Announcing the winning poems from Tricycle’s monthly challenge The post Best of the Haiku Challenge (May 2026) appeared first on Tricycle: The Buddhist Review.

Best of the Haiku Challenge (May 2026)

Culture

Announcing the winning poems from Tricycle’s monthly challenge

By Clark Strand Jul 06, 2026 Best of the Haiku Challenge (May 2026) Illustration by Jing Li

Because they appear in coldest, darkest months of the year, winter stars have a remote, austere beauty that makes us contemplate the big themes of literature—like love and loss, birth and death, and a longing for the eternal. Not surprisingly, last month’s winning and honorable mention haiku all concerned the passage of time.

Sari Grandstaff explores the dark history of two cultures in his poem about mountain ranges connected by “the same winter star.” Valerie Rosenfeld captures the wonder of starlight “born many far-off kalpas past” finally reaching him on a winter night Benjamin Bläsi realizes that nothing endures forever—even the winter stars that go on shining “long after they’re gone.”

Congratulations to all! To read additional poems of merit from recent months, visit our Tricycle Haiku Challenge group on Facebook.

You can submit a haiku for the current challenge here.

Spring Season Word: Violet

WINNER:

abandoned drain pipe
except for the violets
and the graffiti

— Sari Grandstaff

HONORABLE MENTIONS:

a few months ago
it was as if violets
never existed

— Valerie Rosenfeld

city violets:
in a wild corner they gleam
with sunshine and dew

— Benjamin Bläsi

You can find more on May’s season word, as well as relevant haiku tips, in last month’s challenge below:


Spring season word: “Violet”

to make that color
you’d think its roots were deeper
common violet

Submit as many haiku as you wish that include the season word “violet.” Your poems must be written in three lines of 5, 7, and 5 syllables, respectively, and should focus on a single moment of time happening now.

Be straightforward in your description and try to limit your subject matter. Haiku are nearly always better when they don’t have too many ideas or images. So make your focus the season word* and try to stay close to that.

*REMEMBER: To qualify for the challenge, your haiku must be written in 5-7-5 syllables and include the word “violet.”

Haiku Tip: Join the Great Reality!

To master haiku is to live so fully within its two basic conventions that they become the principal imaginative endeavor of our lives. It means that we live, eat, breathe, sleep, work, and eventually die inside of those conventions, using them to express every aspect of our experience.

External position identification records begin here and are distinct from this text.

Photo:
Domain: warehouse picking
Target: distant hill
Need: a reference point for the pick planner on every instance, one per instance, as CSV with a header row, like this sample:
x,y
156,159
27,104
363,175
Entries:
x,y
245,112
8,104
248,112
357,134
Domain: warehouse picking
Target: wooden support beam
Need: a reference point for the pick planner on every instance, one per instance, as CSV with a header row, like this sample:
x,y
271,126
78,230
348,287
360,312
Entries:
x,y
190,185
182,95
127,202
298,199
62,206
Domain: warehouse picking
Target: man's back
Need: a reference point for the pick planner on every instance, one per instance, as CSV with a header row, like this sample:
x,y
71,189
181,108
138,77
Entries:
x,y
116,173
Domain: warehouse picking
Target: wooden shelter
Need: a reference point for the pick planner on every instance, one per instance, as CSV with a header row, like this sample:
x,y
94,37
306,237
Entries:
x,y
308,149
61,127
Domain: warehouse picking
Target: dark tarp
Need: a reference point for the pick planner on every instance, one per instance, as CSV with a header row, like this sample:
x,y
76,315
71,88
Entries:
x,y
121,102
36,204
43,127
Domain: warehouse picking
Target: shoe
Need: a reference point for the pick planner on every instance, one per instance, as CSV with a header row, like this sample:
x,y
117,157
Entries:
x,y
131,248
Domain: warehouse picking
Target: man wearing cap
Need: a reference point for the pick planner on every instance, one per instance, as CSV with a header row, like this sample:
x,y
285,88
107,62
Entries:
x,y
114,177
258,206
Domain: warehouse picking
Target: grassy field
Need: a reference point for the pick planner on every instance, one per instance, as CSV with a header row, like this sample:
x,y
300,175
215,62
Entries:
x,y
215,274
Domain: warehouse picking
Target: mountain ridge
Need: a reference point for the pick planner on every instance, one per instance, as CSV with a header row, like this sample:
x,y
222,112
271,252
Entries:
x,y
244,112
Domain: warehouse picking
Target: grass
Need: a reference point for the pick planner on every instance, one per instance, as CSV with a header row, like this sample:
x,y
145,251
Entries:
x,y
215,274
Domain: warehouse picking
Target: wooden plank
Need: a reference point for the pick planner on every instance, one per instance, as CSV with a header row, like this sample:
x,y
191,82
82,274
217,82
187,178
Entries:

The first convention of haiku, the fixed 5-7-5 syllable pattern, reminds us that all things express themselves through form. A wild rose has five petals. The heart has four chambers. The primary colors, three in number, combine to make all of the rest. There is infinite variety in Nature, but all of it fits into the greater pattern of the whole. Everything has a form.

Given time and practice, the 5-7-5 syllable form enters so deeply into our consciousness it transforms our consciousness, giving us “a mind to follow Nature and return to Nature,” which Bashō claimed was the secret of all great art.

The second convention, the use of season words, binds us to the wisdom of Nature. Just as all beings exist within the limits established by their form, they exist in relationship to all other beings because of Time. Nothing is static. What goes up comes down. Whatever eats is eaten.

For the haiku poet, the whole universe is constantly becoming—forever dying and being reborn. The season words anchor us in that Great Reality, showing us that we belong to it, and showing us where to belong.

There is much more that we can say about mastering haiku, but this is the pith of it. It takes a lifetime. Or many lifetimes. So it’s best to be patient and stay focused on the basics. The rest will come as it will.

A word about violets: First of all, vi•o•let has three syllables. These are spoken so quickly and so close together that the ear sometimes hears them as one. Violets bloom from March through June in most temperate regions of the Northern Hemisphere, but are found in Australia, New Zealand, and the Andes as well. In Haiku World: An International Poetry Almanac, William J. Higginson observes that violets range in color from white to yellow to blue, but notes that “the word ‘violet’ will always be taken to mean one of the many blue or ‘violet-colored’ violets unless something else is specified.”

One of the most traditional signs of spring, violets have an unusually broad range of symbolic meanings. Because they are small in size and grow close to the ground, they have often been associated with humility, while their return each spring connects them with faithfulness and fidelity. Additionally, they may symbolize transformation, transcendence, tranquility, grief, sacrifice, or peace. Violets were used in love potions and sleeping potions and in creation of many perfumes. Because they are edible, they are often added to salads. Violets are a natural source of Vitamins A and C.